Amir Bar-Lev's ("The Tillman Story") latest documentary, "Re:Generation," is a limited engagement you don't want to miss. His behind-the-scenes approach delves deep into the creative processes of five DJ-producers as they collaborate with dozens of artists and musicians renowned the world over to produce "new" electronic music from five different genres.
The project, which initially began as a music platform for the launch of a new sports car from Hyundai, evolved into something more culturally relevant when the National Academy of Recording Arts and Sciences (aka the Grammys) cosigned and enlisted DJ Premier, The Crystal Method, Pretty Lights, Mark Ronson and Skrillex to reimagine a specific genre of music (not of their own choosing) to create somewhat original tracks.
"Re:Generation" is more about the means to an end than the end itself, since technology has heavily influenced how these DJs and producers operate. Bar-Lev's film vividly illustrates that the differences between their methods of creating music are bigger than the beats they typically bang. Thankfully, this documentary doesn't take its lead from the hackneyed premise of whether DJs are musicians or not. In the film, turntables and mixers are tools, and laptops and beat machines are instruments of expression -- as are the pianos, drums, and entire brass sections featured prominently in all five of these alchemists' labs.
Stylistically, the film has a "Real World" feel to it, but it's still visually gritty. DJ Premier's cramped studio in Hell's Kitchen, called HeadQcourterz, is so dark and congested with audio equipment and stacks of records it's a wonder he can navigate the trip-wired mass of bundled cables and the colossal mixing board.
Premo is probably the biggest name out of the five, and it's his ability on the wheels of steel, deconstructing and re-contextualizing beats and phrases, that underscores Bar-Lev's vision. His collaboration with the Berklee Contemporary Symphony Orchestra offers a revealing look into his seemingly effortless method of production. Aspiring DJs will salivate at the sight of the maestro digging through the classical crates of a New York City record store, examining the integrity of some Beethoven on wax -- all the way down to the groove -- before taking a dozen more pieces back to the lab. There, they'll be sampled and re-assembled into something new to be scored and orchestrated by an eccentric conductor straight out of the academy.

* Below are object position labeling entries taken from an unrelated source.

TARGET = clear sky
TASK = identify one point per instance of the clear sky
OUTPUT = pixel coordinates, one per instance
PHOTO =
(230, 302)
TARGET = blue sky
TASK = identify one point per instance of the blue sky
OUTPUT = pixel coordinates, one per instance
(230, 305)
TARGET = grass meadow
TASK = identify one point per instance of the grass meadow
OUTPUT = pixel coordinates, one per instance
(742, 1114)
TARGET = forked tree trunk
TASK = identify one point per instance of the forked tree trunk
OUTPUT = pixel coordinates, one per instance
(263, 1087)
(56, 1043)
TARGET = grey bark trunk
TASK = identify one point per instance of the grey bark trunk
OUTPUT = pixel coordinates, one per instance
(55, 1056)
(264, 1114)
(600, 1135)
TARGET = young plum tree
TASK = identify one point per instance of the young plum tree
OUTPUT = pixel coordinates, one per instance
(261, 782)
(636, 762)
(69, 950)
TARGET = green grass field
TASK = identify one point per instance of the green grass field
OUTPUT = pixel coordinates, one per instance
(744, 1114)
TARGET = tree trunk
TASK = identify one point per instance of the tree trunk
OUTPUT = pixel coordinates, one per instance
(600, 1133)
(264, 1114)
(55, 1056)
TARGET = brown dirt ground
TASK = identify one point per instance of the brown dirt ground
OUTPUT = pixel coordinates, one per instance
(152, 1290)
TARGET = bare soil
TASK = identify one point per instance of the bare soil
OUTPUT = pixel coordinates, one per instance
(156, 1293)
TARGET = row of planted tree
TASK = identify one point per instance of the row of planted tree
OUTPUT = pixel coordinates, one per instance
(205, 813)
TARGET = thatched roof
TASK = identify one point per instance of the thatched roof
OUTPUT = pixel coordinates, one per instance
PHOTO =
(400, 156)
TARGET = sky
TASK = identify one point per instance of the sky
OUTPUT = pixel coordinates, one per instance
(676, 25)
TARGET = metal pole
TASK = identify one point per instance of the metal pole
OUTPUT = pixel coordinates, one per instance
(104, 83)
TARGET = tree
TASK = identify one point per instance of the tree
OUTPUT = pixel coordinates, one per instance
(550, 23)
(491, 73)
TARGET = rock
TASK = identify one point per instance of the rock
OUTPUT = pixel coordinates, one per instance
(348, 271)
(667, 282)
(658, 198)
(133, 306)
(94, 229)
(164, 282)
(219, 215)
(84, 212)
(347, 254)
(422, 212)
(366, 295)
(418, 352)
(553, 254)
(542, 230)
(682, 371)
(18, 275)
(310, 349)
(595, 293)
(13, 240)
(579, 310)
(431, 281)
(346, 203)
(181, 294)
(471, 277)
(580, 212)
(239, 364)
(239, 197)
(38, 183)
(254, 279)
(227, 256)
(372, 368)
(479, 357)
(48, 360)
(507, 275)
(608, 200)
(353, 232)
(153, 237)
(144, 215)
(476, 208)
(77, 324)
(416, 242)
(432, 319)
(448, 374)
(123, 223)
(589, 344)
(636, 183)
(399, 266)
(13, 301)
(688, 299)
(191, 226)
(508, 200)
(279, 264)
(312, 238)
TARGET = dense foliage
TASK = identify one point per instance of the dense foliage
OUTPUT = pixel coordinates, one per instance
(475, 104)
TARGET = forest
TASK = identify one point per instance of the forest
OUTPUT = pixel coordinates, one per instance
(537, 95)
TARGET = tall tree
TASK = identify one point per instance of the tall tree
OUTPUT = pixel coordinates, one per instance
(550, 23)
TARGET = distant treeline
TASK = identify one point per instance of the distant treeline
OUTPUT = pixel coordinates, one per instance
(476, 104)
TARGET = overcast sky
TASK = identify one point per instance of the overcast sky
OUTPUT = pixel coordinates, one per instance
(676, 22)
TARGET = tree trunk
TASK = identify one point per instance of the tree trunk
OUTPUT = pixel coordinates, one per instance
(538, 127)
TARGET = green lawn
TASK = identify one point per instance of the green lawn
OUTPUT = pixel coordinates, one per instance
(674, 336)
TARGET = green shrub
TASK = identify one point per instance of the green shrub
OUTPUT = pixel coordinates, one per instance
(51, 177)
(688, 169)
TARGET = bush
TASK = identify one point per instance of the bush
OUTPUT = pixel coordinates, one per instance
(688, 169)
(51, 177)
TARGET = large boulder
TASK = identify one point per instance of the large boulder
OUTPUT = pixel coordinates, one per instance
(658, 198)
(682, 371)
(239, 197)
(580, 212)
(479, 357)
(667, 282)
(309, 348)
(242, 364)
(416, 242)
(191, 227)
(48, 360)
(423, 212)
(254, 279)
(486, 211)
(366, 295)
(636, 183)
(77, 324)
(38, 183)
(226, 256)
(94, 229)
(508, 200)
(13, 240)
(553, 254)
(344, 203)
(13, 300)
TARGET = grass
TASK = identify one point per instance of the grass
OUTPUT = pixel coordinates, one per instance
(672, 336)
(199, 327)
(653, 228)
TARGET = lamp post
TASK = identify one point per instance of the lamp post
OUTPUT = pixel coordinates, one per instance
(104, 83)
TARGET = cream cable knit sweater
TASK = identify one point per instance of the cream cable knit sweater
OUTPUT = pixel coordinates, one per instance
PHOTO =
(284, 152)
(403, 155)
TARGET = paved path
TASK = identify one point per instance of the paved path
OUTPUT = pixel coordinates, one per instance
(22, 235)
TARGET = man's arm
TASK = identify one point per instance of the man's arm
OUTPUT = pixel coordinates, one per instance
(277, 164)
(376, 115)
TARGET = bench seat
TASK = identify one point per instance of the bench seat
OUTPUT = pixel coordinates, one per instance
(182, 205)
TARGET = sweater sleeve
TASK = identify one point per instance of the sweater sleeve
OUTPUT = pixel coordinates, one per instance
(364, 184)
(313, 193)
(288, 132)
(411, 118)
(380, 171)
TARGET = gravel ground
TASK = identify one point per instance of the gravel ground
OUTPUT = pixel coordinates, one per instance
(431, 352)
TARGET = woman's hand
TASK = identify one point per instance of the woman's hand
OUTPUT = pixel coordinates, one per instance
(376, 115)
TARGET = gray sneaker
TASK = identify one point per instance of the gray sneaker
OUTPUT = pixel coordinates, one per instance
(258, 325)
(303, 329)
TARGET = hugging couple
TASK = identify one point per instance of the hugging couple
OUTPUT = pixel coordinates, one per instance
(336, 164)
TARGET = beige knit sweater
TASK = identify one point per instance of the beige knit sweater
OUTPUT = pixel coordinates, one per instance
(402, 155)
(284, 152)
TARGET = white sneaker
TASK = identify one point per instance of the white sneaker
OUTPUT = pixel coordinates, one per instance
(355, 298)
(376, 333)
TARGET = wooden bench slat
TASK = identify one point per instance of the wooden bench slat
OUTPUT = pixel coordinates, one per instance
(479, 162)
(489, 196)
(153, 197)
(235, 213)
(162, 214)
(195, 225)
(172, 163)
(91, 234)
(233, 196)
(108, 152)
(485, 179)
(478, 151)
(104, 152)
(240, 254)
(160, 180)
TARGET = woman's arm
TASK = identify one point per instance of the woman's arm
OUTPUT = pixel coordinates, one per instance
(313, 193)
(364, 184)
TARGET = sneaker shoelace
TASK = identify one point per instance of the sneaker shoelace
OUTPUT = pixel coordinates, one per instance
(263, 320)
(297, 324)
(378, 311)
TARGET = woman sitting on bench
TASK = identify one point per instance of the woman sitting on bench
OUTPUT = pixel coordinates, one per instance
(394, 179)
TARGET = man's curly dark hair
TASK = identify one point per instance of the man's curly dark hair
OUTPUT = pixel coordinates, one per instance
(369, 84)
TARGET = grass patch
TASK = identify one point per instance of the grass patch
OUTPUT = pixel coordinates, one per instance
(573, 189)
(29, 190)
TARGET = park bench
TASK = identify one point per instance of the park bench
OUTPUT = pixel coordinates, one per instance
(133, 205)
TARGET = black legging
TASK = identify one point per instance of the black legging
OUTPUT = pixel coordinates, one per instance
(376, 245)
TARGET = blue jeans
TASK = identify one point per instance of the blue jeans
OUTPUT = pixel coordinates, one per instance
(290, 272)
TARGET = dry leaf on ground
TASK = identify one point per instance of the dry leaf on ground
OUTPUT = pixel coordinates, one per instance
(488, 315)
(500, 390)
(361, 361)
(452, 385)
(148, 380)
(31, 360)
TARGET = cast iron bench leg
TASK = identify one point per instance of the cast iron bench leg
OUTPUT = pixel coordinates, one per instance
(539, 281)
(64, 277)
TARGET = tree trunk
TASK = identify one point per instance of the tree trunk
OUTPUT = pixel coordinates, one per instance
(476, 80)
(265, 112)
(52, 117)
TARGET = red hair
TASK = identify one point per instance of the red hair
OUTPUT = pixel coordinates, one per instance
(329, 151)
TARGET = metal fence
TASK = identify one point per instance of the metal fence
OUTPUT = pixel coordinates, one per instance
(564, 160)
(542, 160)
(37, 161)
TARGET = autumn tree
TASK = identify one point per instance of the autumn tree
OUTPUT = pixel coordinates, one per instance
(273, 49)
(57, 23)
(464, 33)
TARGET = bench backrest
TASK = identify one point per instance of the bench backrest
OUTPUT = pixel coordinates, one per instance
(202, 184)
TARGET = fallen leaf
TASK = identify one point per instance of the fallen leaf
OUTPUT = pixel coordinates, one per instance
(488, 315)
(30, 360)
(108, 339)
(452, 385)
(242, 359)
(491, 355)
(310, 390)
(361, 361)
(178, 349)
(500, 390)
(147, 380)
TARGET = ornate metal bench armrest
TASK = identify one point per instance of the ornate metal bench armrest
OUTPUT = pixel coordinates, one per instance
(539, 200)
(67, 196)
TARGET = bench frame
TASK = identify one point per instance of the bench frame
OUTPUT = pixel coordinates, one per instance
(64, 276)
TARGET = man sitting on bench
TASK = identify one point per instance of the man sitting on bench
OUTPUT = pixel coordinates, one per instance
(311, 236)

If "Re:Generation" asserts that "DJ" is a broad and evolving term that extends to someone who is more of a producer, the soundtrack raises the question of how important those functions are when it comes to making great dance music. For that matter, does one have to be able to read music and play multiple instruments to be a great DJ and producer? Not necessarily. In the course of his classical research, Premo reveals to the conductor that he started reading music in his youth before abandoning it for other erstwhile pursuits, though he displays an aptitude for cracking codes by accurately identifying notes on a staff of sheet music. Mark Ronson, the English DJ and producer, demonstrates in his collaboration with Erykah Badu, Mos Def, and the Dap Kings that not only does he read and write sheet music, but he also plays multiple instruments quite well.
So, too, does the film delve into the role that being an effective communicator plays when it comes to succeeding in the music business. Pretty Lights, the Colorado-based rave specialist, has a hell of a time convincing bluegrass octogenarian Dr. Ralph Stanley to sing like Burl Ives for his rendition of the "Wayfaring Stranger," as does The Crystal Method when it comes time to working with Motown legend Martha Reeves. Ultimately both producers transverse the generational gap and salvage their respective projects with end-arounds in post-production, proving yet again that DJs and producers are the lifeblood behind the pulse of electronic music.
This documentary is being released on February 16 for one night only, with encore screenings on February 23.